In the discussion above, the absence of muon spin precession in the Zn doped system was attributed to the macroscopic sample inhomogeneity. This discussion, at the same time, expects a muon spin relaxation in the Zn doped system with its rate mostly determined by the average relaxation rate $\bar{\Delta}$. Contrary to the precession, this relaxation rate is robust to the sample inhomogeneity, as shown in Fig.61. Since in the Si-doped crystal the relaxation rate $\Delta$ was found to be proportional to the size of moments (Fig.60), the relaxation rates measured in the Zn-doped samples should also reflect the average size of the ordered moments.
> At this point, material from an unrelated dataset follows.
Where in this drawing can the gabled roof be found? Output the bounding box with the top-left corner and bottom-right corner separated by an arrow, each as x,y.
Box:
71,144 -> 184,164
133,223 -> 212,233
As shown in the inset of Fig.57, the saturated relaxation rate [$\Delta(T\!\rightarrow\!0)$] takes a maximum at the optimum doping concentration. The increase of $\Delta(T\!\rightarrow\!0)$ in the Zn `under-doped' regime indicates a creation of static moments upon doping, being consistent with the suppression of $T_{\rm SP}$ and the enhancement of $T_{\rm N}$ (Fig.53). The decrease of $\Delta(T\!\rightarrow\!0)$ in the Zn `over-doped' regime is partly attributed to trivial dilution of moments due to the Zn substitutions; even if the size of ordered moments doesn't change upon Zn doping, the muon relaxation rate should decrease as $\Delta(x)\sim\Delta_0(1-x)$,simply because of the decrease in the number of spins. Still, the experimental result suggests more pronounced decrease; the relaxation rate decreased by $\sim 20$ % [$\Delta(T\!\rightarrow\!0)\sim 5\rightarrow 4\, \mu{\rm s}^{-1}$] in the change of Zn concentration $x=4\rightarrow 8$ %. This result suggests that the ordered moments shrinks in the Zn over-doped regime.